4.3. Other Exposure Models

Computational models of exposure and dose are fundamental to risk assessment and are only as effective as the least resolved component of the model [47]. To meet this end, exposure model capabilities and frameworks continue to expand dramatically [48]. Similar previous efforts to capture such population variability to model exposure include the aforementioned SHEDS-HT and PopGen [21,49]. PopGen creates individuals for PBPK models and was improved in the httk package with more detailed NHANES sampling and newer data [41]. Meanwhile, in the field of epidemiology, the Framework for Reconstructing Epidemic Dynamics (FRED) model uses PUMS data in an agent-based modeling approach that captures demographic and geographic heterogeneities of the population, including realistic household, school, and workplace social networks [50]. RPGen builds on these other population generators by tying together specifics of the household and physiology at the individual level. RPGen may also be applied to models of inhalation, as descriptions of the household can be used as the basis for agent-based models. For example, exposure models that measure exposure outcomes between time indoors and time outdoors may be influenced by the presence of a vehicle, the structure of the household, number of windows, and number of rooms [51]. When combined with downstream exposure models, this approach can then effectively simulate the population with a high level of resolution.

5. Conclusions

RPGen creates synthetic populations of individuals with consistent demographic, residential, and physiological characteristics. Output variables can be combined with a wide range of user-developed chemical exposure scenarios to estimate intraindividual exposure in a desired population. While RPGen has been developed initially and applied for use in probabilistic models of consumer product exposure, the tool can be applied to consider a range of environmental health questions.
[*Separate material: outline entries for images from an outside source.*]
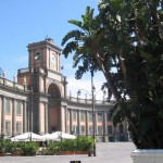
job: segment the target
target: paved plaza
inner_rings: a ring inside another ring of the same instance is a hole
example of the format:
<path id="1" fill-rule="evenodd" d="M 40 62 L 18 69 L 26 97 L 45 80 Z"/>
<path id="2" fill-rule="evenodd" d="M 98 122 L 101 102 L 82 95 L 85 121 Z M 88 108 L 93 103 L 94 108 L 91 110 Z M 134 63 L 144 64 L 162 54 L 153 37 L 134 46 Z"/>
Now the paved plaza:
<path id="1" fill-rule="evenodd" d="M 37 155 L 37 156 L 0 156 L 0 163 L 133 163 L 133 142 L 98 142 L 97 156 L 80 155 Z"/>

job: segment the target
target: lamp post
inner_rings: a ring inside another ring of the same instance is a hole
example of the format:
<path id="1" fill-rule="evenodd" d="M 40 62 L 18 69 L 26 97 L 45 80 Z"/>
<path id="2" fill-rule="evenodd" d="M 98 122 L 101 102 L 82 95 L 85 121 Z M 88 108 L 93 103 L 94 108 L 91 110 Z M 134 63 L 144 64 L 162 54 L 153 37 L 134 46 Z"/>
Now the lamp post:
<path id="1" fill-rule="evenodd" d="M 77 91 L 77 97 L 80 95 L 80 90 L 84 90 L 86 91 L 89 96 L 90 93 L 85 90 L 85 89 L 79 89 Z M 97 153 L 96 153 L 96 120 L 95 120 L 95 91 L 96 91 L 96 88 L 93 86 L 93 72 L 91 71 L 91 103 L 92 103 L 92 138 L 93 138 L 93 156 L 97 156 Z"/>
<path id="2" fill-rule="evenodd" d="M 93 71 L 91 71 L 91 95 L 92 95 L 92 138 L 93 138 L 93 156 L 97 156 L 96 152 L 96 121 L 95 121 L 95 86 L 93 86 Z"/>

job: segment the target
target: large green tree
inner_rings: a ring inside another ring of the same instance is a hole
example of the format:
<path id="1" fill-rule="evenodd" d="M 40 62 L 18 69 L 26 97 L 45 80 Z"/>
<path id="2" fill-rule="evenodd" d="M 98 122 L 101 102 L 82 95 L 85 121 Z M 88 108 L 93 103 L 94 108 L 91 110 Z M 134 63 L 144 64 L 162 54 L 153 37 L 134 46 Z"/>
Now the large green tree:
<path id="1" fill-rule="evenodd" d="M 101 71 L 116 99 L 114 122 L 127 120 L 138 148 L 163 148 L 163 2 L 102 0 L 89 7 L 78 28 L 65 35 L 63 54 L 74 53 L 76 78 Z M 113 72 L 112 68 L 115 71 Z"/>

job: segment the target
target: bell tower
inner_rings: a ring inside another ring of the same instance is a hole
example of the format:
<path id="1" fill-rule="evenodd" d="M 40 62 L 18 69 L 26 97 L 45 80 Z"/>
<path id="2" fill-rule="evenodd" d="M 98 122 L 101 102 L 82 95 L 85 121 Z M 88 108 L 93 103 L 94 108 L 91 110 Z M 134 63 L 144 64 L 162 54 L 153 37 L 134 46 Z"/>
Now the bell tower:
<path id="1" fill-rule="evenodd" d="M 29 52 L 29 67 L 40 67 L 47 71 L 61 73 L 61 49 L 54 45 L 51 38 L 29 43 L 27 48 Z"/>

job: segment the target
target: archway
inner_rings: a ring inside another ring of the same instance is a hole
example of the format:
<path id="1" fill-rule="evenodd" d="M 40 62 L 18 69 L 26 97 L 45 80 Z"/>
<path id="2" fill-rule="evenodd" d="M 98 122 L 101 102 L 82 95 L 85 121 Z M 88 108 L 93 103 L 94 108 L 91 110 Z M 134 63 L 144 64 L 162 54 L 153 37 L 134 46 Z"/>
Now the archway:
<path id="1" fill-rule="evenodd" d="M 48 88 L 48 117 L 49 117 L 49 133 L 61 129 L 61 92 L 55 84 L 51 84 Z"/>

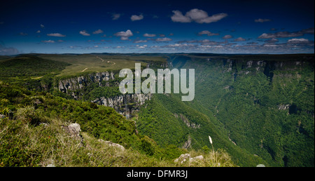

By creating profiles and characteristics that are primary determinants of exposure, RPGen enables the data-driven development of hypotheses related to populations and groups who may be vulnerable to chemical exposures.
Increasingly, the field of exposure science is shifting from a field of observation to a field of prediction [52] and exposure models are quickly evolving to evaluate the complex exposure scenarios presented by commerce [26,49,53]). The aim of RPGen is to inform variability in probabilistic models of exposure by creating a sample population. The benefits are twofold: first, chemical exposure predictions are informed by the correlated physiological, demographic, and housing variables within RPGen. Grouping of these variables into profiles improve the exposure estimates of individuals. Secondary benefit comes from the same variables: age, ethnicity, income, and location allow for comparison with dose outcomes to determine high-risk subpopulations and communities. By using a population that represents the US in exposure models, RPGen better characterize exposure, and in turn, provides demographics to inform policy decisions.

Supplementary Materials

The following are available online at https://www.mdpi.com/article/10.3390/toxics9110303/s1, Figure S1: Four Chemicals not used as principal case example for application of RPGen: Benzyl Butyl Pthalate, Dibutyl Pthalate, Diethylene Glycol, Naphthalene daily intakes compared to SHEDS-HT, Table S1: Percentage of Individuals Exposed Across Exposure Model Scenario (Subset), Table S2: Summaries of Daily Intake (mg/kg-bw/day) across Exposure Model Scenario (Subset), Table S3: Counts of Chemicals, Products, Case Example Chemicals, and Ownership Status by PUC ID in CHEM, Table S4: Counts of Products, PUCS, and ‘Homeowner PUCS’ by Chemical in CHEM.4. All code, data, and documentation for RPGen is available at: https://github.com/HumanExposure/RPGen (accessed on 11 October 2021). Metadata: https://edg.epa.gov/metadata/catalog/search/resource/details.page?uuid=%7B91279B3B-AD3D-476A-826A-A0FE0D78AECC%7D (accessed on 11 October 2021).

Author Contributions

A.E.: with input from his coauthors, drafted and revised the manuscript, and made ease-of-use improvements to the RPGen model initially developed by P.S.P., G.G., K.I., K.D. and D.A.V., all who continued to provide insights and to update information throughout this research. The majority of the initial R code was written by G.G. and P.S.P. contributed the outline for the manuscript. Technical manuals for this software were prepared by K.D., A.E. and D.A.V. and the introduction and portions of the methods were written by D.D., who, in conjunction with E.A.C.H., provided extensive reviews of the manuscript. K.I. conducted runs and descriptions of SHEDS-HT for comparison with RPGen in this manuscript. As EPA’s student services contract mentor, D.A.V. assisted A.E. in case example curation, data validation, presentation of tables and figures and project scope. D.A.V. also ensured that all work met the requirements of the quality assurance plan. All authors have read and agreed to the published version of the manuscript.

Funding

EPA provided funding to support this research under Contract No. EP-C-14-001, with ICF; and Contract No. 68HERH20D0003, with Oak Ridge Associated Universities, Inc.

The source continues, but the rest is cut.